United States to put drone base in Niger
In a surprising bout of transparency, President Obama announced that the United States will be installing a drone base in Niger. Following through on his State of the Union promise to be more open about U.S. military operations, Obama told Congress that the base’s role would be to provide reconnaissance to French forces in Mali. He did not rule out a potential permanent base in Niger, or the possibility of weaponizing these drones in the future. The base is part of an increased focus on Africa in counterterrorism efforts, which may influence U.S. policy there for the next few years.
CNN reveals FBI disciplinary issues
There's no way to lead up to this that's funnier than the story itself: the Federal Bureau of Investigation has a sexting problem. Roughly 1,000 FBI employees have been disciplined for incidents including, but not limited to, “sexting, dating a drug dealer and visiting a massage parlor”. Between the misconduct of CIA director David Petraeus and the Secret Service’s prostitution problems, sex scandals are having quite a year in government agencies. One day, maybe people will learn to stop spilling the salacious details of their affairs on government-issued equipment.

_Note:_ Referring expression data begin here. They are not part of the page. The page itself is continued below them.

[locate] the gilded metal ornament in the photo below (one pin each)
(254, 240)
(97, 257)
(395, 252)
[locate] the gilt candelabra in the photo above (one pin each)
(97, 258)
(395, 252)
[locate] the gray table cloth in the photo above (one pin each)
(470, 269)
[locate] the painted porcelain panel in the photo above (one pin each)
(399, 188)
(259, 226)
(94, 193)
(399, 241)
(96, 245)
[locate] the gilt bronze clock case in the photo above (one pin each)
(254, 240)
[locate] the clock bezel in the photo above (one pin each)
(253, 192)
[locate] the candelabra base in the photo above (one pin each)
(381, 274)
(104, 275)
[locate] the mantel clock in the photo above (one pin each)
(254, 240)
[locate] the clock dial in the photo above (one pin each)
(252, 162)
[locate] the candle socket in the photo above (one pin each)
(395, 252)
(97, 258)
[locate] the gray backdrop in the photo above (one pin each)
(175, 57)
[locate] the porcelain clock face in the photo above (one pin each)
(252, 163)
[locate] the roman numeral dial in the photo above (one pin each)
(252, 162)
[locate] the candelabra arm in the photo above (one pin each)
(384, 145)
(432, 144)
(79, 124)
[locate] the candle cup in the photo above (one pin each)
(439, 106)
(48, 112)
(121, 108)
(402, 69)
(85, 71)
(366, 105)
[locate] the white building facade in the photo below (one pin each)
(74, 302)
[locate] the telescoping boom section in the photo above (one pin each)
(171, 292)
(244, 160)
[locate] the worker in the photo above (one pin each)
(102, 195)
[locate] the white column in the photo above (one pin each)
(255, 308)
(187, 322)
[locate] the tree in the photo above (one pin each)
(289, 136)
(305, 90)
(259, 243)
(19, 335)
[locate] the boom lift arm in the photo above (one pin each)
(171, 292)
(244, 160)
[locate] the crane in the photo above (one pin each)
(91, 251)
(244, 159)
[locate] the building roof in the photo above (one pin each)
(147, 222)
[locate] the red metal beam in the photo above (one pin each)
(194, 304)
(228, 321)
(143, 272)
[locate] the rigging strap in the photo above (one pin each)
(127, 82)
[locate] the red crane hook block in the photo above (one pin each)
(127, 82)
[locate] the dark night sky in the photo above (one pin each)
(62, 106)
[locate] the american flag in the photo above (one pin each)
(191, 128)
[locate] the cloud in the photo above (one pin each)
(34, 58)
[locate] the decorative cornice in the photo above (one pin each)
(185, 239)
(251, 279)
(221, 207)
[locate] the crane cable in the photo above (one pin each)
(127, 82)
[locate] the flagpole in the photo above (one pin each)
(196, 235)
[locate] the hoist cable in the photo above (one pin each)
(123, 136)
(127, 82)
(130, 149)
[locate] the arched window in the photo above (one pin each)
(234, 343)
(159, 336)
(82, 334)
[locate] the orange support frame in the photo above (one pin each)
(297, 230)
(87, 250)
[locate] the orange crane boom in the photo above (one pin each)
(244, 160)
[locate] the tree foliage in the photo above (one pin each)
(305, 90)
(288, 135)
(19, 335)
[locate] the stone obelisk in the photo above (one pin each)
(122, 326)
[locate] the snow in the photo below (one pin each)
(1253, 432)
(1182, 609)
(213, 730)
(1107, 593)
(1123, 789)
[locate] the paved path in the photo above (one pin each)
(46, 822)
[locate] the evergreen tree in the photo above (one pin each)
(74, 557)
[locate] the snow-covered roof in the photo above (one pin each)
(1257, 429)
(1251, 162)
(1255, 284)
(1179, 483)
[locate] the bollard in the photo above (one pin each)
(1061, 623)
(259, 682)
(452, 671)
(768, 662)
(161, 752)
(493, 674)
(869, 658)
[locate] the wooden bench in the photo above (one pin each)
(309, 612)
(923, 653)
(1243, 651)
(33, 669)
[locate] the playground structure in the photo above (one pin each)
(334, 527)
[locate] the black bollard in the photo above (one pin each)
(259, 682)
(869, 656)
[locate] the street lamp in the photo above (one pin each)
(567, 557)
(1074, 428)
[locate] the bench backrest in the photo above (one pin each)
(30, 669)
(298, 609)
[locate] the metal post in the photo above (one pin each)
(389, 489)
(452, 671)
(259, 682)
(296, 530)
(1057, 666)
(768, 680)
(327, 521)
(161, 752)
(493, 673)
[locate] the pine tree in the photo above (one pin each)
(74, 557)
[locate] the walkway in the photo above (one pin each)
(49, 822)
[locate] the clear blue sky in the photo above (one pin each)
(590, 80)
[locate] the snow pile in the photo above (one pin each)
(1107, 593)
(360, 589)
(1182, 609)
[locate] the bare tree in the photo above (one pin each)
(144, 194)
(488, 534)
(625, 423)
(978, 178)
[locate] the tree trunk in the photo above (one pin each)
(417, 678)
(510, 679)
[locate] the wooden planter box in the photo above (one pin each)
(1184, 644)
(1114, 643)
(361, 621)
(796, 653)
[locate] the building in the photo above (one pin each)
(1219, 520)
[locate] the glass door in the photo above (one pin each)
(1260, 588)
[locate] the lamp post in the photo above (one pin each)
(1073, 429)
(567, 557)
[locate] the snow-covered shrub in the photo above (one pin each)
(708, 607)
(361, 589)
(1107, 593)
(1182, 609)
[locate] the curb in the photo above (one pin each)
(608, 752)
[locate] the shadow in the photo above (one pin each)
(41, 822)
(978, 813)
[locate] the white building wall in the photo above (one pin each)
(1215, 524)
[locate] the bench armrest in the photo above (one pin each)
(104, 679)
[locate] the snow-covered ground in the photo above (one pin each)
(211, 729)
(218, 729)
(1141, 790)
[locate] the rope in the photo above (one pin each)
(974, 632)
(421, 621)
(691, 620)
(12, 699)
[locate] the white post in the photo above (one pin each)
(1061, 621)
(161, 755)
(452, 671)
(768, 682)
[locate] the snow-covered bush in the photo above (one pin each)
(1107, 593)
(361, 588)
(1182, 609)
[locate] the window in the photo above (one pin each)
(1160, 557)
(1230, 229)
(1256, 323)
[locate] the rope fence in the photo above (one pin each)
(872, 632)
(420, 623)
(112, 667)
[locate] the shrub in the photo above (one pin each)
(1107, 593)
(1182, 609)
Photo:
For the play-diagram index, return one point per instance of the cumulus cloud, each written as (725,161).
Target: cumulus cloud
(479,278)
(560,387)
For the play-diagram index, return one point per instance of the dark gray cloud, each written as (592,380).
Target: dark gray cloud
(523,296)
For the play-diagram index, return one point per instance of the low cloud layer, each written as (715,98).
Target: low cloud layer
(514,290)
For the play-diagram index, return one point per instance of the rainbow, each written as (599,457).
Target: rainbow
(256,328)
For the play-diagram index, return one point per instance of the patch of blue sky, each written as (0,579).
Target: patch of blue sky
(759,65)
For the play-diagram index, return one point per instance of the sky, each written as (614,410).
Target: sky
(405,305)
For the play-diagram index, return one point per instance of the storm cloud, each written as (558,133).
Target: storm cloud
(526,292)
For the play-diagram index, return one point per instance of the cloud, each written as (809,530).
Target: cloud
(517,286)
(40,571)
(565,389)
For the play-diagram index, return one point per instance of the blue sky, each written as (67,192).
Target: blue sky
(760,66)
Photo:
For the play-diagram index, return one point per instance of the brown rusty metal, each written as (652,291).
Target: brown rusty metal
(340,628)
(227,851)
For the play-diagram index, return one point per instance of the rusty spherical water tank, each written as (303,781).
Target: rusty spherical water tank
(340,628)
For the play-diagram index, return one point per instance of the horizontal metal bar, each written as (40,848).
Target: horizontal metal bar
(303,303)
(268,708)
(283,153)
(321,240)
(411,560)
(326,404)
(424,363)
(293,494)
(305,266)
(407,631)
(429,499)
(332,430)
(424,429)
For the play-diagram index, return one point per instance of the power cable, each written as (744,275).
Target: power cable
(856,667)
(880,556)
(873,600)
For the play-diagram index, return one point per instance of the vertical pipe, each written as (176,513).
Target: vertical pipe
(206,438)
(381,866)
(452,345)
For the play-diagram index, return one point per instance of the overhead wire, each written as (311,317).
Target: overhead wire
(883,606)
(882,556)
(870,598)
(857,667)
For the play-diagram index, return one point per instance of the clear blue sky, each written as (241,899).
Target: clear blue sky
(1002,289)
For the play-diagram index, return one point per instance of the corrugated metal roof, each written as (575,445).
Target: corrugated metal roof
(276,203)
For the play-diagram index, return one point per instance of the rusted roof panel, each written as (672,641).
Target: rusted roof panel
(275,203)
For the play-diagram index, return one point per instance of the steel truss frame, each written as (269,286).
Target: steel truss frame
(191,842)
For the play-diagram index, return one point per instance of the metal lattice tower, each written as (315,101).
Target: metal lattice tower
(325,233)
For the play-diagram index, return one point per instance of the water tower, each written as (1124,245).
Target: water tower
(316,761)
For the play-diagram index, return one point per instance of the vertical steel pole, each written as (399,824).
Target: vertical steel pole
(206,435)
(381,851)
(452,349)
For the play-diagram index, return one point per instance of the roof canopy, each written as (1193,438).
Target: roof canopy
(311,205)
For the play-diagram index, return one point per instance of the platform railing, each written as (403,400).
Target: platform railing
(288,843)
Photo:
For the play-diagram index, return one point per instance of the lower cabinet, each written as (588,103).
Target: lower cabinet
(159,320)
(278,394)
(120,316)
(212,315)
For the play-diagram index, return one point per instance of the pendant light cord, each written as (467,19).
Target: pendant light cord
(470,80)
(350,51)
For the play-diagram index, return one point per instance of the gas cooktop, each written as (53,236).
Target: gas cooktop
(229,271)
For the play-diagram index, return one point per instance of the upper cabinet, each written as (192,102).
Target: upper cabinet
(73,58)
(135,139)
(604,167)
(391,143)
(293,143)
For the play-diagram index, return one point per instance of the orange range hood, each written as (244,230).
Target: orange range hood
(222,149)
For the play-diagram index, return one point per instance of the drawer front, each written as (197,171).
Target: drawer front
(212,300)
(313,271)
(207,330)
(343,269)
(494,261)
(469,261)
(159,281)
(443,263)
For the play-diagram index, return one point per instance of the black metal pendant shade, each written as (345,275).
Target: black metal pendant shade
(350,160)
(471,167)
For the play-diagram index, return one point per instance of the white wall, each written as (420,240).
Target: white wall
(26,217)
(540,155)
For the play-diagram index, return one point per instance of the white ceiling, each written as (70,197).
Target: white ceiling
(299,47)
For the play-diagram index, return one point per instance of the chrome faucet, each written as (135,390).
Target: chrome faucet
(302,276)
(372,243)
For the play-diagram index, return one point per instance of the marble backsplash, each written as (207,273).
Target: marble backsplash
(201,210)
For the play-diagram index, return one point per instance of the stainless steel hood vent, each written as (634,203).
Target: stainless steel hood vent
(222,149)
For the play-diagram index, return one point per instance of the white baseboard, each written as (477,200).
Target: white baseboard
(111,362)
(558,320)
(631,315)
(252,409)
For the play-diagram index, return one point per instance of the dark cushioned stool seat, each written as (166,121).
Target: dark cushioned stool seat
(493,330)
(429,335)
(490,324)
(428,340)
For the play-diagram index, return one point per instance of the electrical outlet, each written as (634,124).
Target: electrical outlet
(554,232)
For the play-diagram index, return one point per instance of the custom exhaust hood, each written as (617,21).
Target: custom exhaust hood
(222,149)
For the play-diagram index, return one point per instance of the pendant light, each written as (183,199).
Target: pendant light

The week ahead: the sequester
Months of anticipation and buildup will finally come to a head this week as America falls over the fiscal cliff. The sequester, a set of automatic spending cuts designed to force a budget compromise, was set to go into effect at the start of the year. Congress delayed it until the first of March, but still no compromise is emerging. Politicians already seem to be thinking past the sequester and on to the resulting PR fight, where Obama is expected to come out on top. The sequester could cause serious job losses and damage our GDP, or it might not. We'll know in about six months.